Но дело было не в этом. А в тех белых листках бумаги, которые исписывал теперь Клэй за дверью маленькой комнаты, и его жена уже с трудом припоминала, как эта комнатка выглядит, так давно она туда не заходила. Одним из благоприобретенных миссис Мадж Скеррит качеств было уважение к праву другого на собственный мир.
Итак, Клэй писал. Поначалу он сосредоточился на неживых предметах, живущих своей таинственной жизнью. Годы с тех пор как он начал писать, он посвятил этому.
«…стол стоит и стоит его ножки так устойчивы конечно если взять топор и полоснуть по плоти тогда кричат убийца убийца но ничто не омрачает путешествий детства по застывшим волнам лесных просторов безо всяких кораблей струящиеся шелковые подолы мчат их из пункта А в пункт В в воображении пловца»

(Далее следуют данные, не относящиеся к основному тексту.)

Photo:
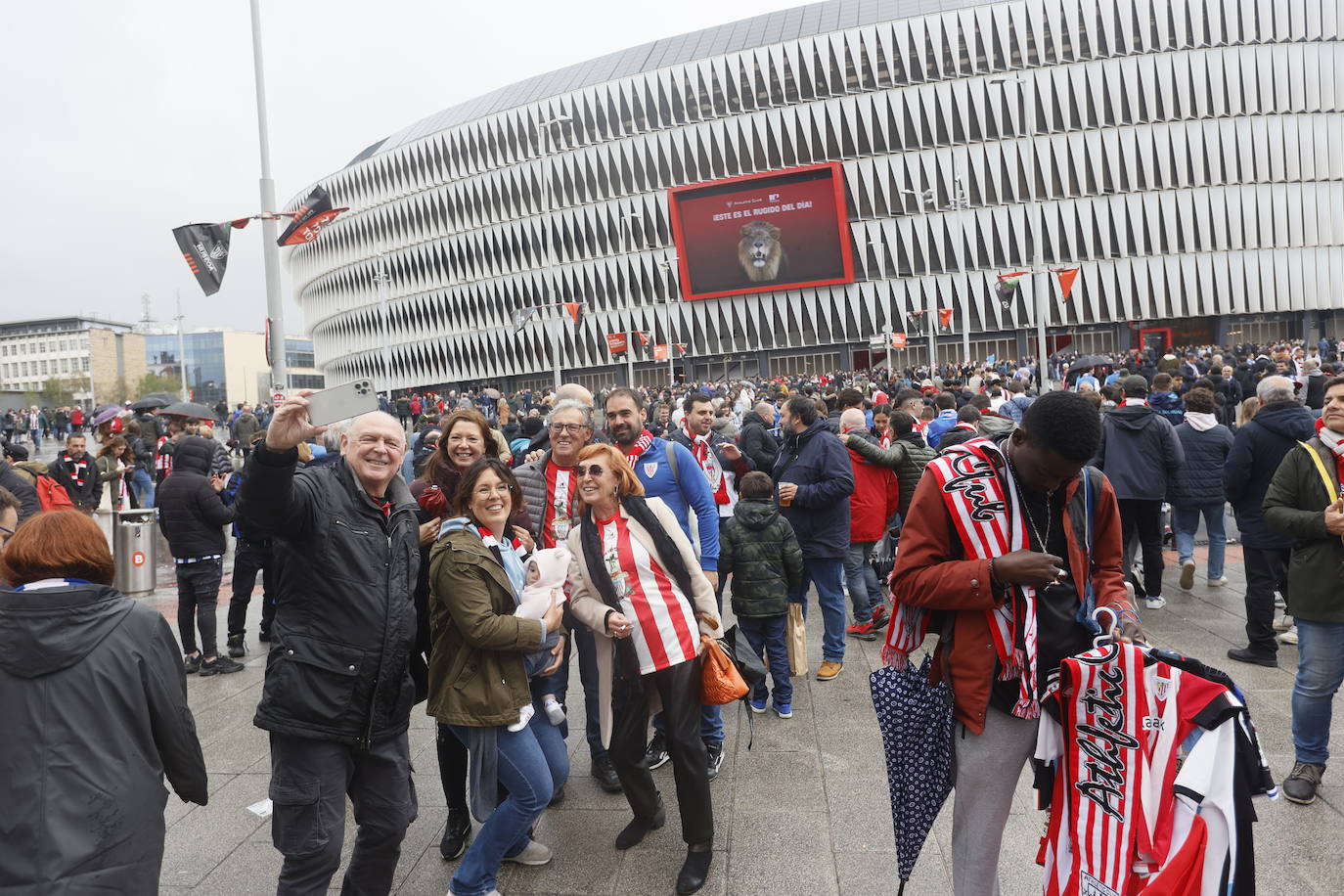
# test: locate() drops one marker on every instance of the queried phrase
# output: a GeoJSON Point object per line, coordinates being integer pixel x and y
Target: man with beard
{"type": "Point", "coordinates": [550, 490]}
{"type": "Point", "coordinates": [669, 471]}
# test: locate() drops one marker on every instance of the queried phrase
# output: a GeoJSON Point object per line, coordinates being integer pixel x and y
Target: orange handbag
{"type": "Point", "coordinates": [721, 683]}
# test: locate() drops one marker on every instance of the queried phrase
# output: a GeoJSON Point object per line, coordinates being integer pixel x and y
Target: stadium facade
{"type": "Point", "coordinates": [1187, 156]}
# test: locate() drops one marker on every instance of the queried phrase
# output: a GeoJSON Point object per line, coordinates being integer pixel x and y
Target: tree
{"type": "Point", "coordinates": [158, 383]}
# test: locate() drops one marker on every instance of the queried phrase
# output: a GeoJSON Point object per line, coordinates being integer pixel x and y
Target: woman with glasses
{"type": "Point", "coordinates": [477, 679]}
{"type": "Point", "coordinates": [636, 582]}
{"type": "Point", "coordinates": [466, 438]}
{"type": "Point", "coordinates": [94, 704]}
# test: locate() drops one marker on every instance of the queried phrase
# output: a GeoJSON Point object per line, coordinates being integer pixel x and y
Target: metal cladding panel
{"type": "Point", "coordinates": [1187, 171]}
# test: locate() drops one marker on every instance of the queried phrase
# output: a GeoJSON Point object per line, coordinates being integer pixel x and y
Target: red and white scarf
{"type": "Point", "coordinates": [640, 446]}
{"type": "Point", "coordinates": [703, 453]}
{"type": "Point", "coordinates": [981, 499]}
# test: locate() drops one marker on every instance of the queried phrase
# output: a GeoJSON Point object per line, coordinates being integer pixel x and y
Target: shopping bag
{"type": "Point", "coordinates": [796, 639]}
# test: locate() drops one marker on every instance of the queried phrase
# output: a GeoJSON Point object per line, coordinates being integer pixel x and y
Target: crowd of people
{"type": "Point", "coordinates": [457, 550]}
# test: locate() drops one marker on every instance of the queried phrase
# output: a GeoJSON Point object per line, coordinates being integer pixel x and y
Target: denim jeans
{"type": "Point", "coordinates": [531, 765]}
{"type": "Point", "coordinates": [1186, 522]}
{"type": "Point", "coordinates": [1320, 669]}
{"type": "Point", "coordinates": [829, 575]}
{"type": "Point", "coordinates": [765, 634]}
{"type": "Point", "coordinates": [143, 486]}
{"type": "Point", "coordinates": [865, 591]}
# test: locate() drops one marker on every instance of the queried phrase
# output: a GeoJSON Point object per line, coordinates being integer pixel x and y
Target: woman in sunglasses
{"type": "Point", "coordinates": [635, 580]}
{"type": "Point", "coordinates": [477, 679]}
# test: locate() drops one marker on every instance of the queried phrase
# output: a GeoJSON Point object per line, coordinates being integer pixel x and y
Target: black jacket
{"type": "Point", "coordinates": [343, 634]}
{"type": "Point", "coordinates": [22, 489]}
{"type": "Point", "coordinates": [819, 464]}
{"type": "Point", "coordinates": [191, 514]}
{"type": "Point", "coordinates": [1257, 450]}
{"type": "Point", "coordinates": [94, 705]}
{"type": "Point", "coordinates": [758, 442]}
{"type": "Point", "coordinates": [1139, 452]}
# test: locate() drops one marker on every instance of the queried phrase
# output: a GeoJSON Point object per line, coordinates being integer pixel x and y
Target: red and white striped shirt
{"type": "Point", "coordinates": [665, 632]}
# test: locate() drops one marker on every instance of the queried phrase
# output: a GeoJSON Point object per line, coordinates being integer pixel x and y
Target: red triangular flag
{"type": "Point", "coordinates": [1066, 280]}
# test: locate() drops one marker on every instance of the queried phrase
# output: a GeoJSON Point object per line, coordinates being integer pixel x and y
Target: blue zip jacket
{"type": "Point", "coordinates": [683, 493]}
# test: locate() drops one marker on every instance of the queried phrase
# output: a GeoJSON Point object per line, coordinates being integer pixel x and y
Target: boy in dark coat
{"type": "Point", "coordinates": [761, 551]}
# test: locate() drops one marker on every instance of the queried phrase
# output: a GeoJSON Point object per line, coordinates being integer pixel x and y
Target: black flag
{"type": "Point", "coordinates": [205, 250]}
{"type": "Point", "coordinates": [309, 219]}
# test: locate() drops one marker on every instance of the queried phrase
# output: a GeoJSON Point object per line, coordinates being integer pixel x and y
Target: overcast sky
{"type": "Point", "coordinates": [125, 119]}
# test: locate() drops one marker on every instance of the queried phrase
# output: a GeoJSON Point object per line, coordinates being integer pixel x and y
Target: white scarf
{"type": "Point", "coordinates": [1200, 422]}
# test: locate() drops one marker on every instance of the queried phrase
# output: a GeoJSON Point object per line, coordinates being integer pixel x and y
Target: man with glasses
{"type": "Point", "coordinates": [550, 490]}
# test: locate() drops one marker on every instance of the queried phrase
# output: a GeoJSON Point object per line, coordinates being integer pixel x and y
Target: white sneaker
{"type": "Point", "coordinates": [532, 855]}
{"type": "Point", "coordinates": [524, 716]}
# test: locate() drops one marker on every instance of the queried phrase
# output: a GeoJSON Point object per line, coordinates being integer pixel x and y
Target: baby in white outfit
{"type": "Point", "coordinates": [545, 585]}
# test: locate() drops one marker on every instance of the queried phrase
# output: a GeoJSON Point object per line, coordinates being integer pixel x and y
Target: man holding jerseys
{"type": "Point", "coordinates": [550, 490]}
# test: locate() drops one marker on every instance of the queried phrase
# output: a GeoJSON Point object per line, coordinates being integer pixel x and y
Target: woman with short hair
{"type": "Point", "coordinates": [477, 677]}
{"type": "Point", "coordinates": [635, 580]}
{"type": "Point", "coordinates": [94, 702]}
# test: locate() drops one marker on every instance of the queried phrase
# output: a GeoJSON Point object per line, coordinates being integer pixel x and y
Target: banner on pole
{"type": "Point", "coordinates": [205, 250]}
{"type": "Point", "coordinates": [308, 222]}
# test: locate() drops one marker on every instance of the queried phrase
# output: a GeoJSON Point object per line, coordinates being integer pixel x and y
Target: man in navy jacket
{"type": "Point", "coordinates": [815, 482]}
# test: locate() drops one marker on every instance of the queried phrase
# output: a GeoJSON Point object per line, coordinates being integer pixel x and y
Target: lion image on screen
{"type": "Point", "coordinates": [761, 252]}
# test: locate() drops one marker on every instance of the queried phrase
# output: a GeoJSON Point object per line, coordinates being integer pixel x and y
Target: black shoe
{"type": "Point", "coordinates": [605, 774]}
{"type": "Point", "coordinates": [656, 755]}
{"type": "Point", "coordinates": [219, 666]}
{"type": "Point", "coordinates": [456, 833]}
{"type": "Point", "coordinates": [715, 751]}
{"type": "Point", "coordinates": [1301, 784]}
{"type": "Point", "coordinates": [1246, 654]}
{"type": "Point", "coordinates": [695, 870]}
{"type": "Point", "coordinates": [639, 829]}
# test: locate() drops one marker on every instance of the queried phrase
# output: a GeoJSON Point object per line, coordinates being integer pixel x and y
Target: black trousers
{"type": "Point", "coordinates": [250, 558]}
{"type": "Point", "coordinates": [1142, 521]}
{"type": "Point", "coordinates": [679, 688]}
{"type": "Point", "coordinates": [309, 781]}
{"type": "Point", "coordinates": [198, 596]}
{"type": "Point", "coordinates": [1266, 571]}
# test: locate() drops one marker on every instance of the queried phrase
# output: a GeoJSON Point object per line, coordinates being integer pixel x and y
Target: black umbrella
{"type": "Point", "coordinates": [916, 722]}
{"type": "Point", "coordinates": [190, 409]}
{"type": "Point", "coordinates": [1088, 362]}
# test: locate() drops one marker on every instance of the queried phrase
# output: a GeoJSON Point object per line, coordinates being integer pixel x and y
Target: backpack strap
{"type": "Point", "coordinates": [1330, 489]}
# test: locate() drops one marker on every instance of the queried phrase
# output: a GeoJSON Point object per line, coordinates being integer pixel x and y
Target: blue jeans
{"type": "Point", "coordinates": [1186, 521]}
{"type": "Point", "coordinates": [829, 575]}
{"type": "Point", "coordinates": [531, 765]}
{"type": "Point", "coordinates": [765, 634]}
{"type": "Point", "coordinates": [865, 591]}
{"type": "Point", "coordinates": [143, 486]}
{"type": "Point", "coordinates": [1320, 669]}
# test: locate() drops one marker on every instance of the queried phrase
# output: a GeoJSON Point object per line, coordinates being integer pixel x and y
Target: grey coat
{"type": "Point", "coordinates": [94, 705]}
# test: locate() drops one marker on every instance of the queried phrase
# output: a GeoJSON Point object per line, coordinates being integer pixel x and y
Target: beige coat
{"type": "Point", "coordinates": [588, 606]}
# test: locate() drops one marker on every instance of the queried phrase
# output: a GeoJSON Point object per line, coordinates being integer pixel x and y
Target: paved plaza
{"type": "Point", "coordinates": [804, 810]}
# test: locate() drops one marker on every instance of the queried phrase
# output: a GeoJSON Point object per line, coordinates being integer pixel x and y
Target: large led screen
{"type": "Point", "coordinates": [779, 230]}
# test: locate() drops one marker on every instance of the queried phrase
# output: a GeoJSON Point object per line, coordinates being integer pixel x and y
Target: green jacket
{"type": "Point", "coordinates": [761, 551]}
{"type": "Point", "coordinates": [1294, 503]}
{"type": "Point", "coordinates": [905, 457]}
{"type": "Point", "coordinates": [476, 672]}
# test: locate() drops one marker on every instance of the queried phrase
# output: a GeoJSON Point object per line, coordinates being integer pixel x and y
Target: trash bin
{"type": "Point", "coordinates": [133, 538]}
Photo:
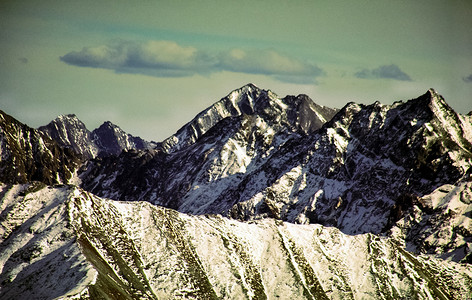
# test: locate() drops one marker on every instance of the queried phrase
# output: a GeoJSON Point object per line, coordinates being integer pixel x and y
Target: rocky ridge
{"type": "Point", "coordinates": [108, 139]}
{"type": "Point", "coordinates": [313, 185]}
{"type": "Point", "coordinates": [358, 172]}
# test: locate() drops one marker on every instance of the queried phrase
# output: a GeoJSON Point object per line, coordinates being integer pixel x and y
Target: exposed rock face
{"type": "Point", "coordinates": [250, 156]}
{"type": "Point", "coordinates": [64, 242]}
{"type": "Point", "coordinates": [108, 139]}
{"type": "Point", "coordinates": [69, 132]}
{"type": "Point", "coordinates": [242, 196]}
{"type": "Point", "coordinates": [28, 154]}
{"type": "Point", "coordinates": [111, 139]}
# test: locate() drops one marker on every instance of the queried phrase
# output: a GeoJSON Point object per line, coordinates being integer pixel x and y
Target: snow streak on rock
{"type": "Point", "coordinates": [65, 242]}
{"type": "Point", "coordinates": [253, 155]}
{"type": "Point", "coordinates": [27, 154]}
{"type": "Point", "coordinates": [108, 139]}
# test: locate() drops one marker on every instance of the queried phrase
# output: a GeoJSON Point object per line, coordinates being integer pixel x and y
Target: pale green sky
{"type": "Point", "coordinates": [151, 66]}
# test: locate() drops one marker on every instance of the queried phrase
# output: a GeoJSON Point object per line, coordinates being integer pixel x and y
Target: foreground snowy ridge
{"type": "Point", "coordinates": [63, 242]}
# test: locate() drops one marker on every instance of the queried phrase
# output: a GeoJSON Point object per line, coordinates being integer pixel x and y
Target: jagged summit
{"type": "Point", "coordinates": [294, 113]}
{"type": "Point", "coordinates": [70, 132]}
{"type": "Point", "coordinates": [109, 139]}
{"type": "Point", "coordinates": [387, 182]}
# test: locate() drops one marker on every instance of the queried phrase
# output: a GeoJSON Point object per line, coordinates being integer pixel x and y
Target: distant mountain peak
{"type": "Point", "coordinates": [293, 112]}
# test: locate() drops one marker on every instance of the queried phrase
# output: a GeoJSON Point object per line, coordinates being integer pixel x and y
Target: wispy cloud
{"type": "Point", "coordinates": [169, 59]}
{"type": "Point", "coordinates": [386, 71]}
{"type": "Point", "coordinates": [467, 78]}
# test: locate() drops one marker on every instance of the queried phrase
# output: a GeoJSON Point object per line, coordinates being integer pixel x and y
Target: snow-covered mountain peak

Долгое время он не сосредоточивал внимания на человеческих существах, хотя они всю жизнь его окружали. Да и на этот раз не то чтобы он сосредоточил внимание на живом существе — оно само вторглось к нему. К тому же Лав была совсем другое, чем все эти люди, по крайней мере сначала он по-иному ощущал ее присутствие, она была как бы его принадлежностью.
В ту ночь Клэя одолевала икота, он был очень взбудоражен, нервен. Громовые раскаты этой икоты заглушали тусклый голос его жены Мадж:
— Клэй, ты собираешься идти спать?
Лав по сравнению с нею была свежеветвящейся, зеленовато-желтой, словно поспевающая груша.
«Лав, Лав, Лав», — писал он на листе бумаги, как бы для пробы.
Ему это очень понравилось, он удивился, как это раньше не пришло ему в голову. Он способен был просто сидеть и писать ее имя, тем не менее Лав делалась все более осязаемой.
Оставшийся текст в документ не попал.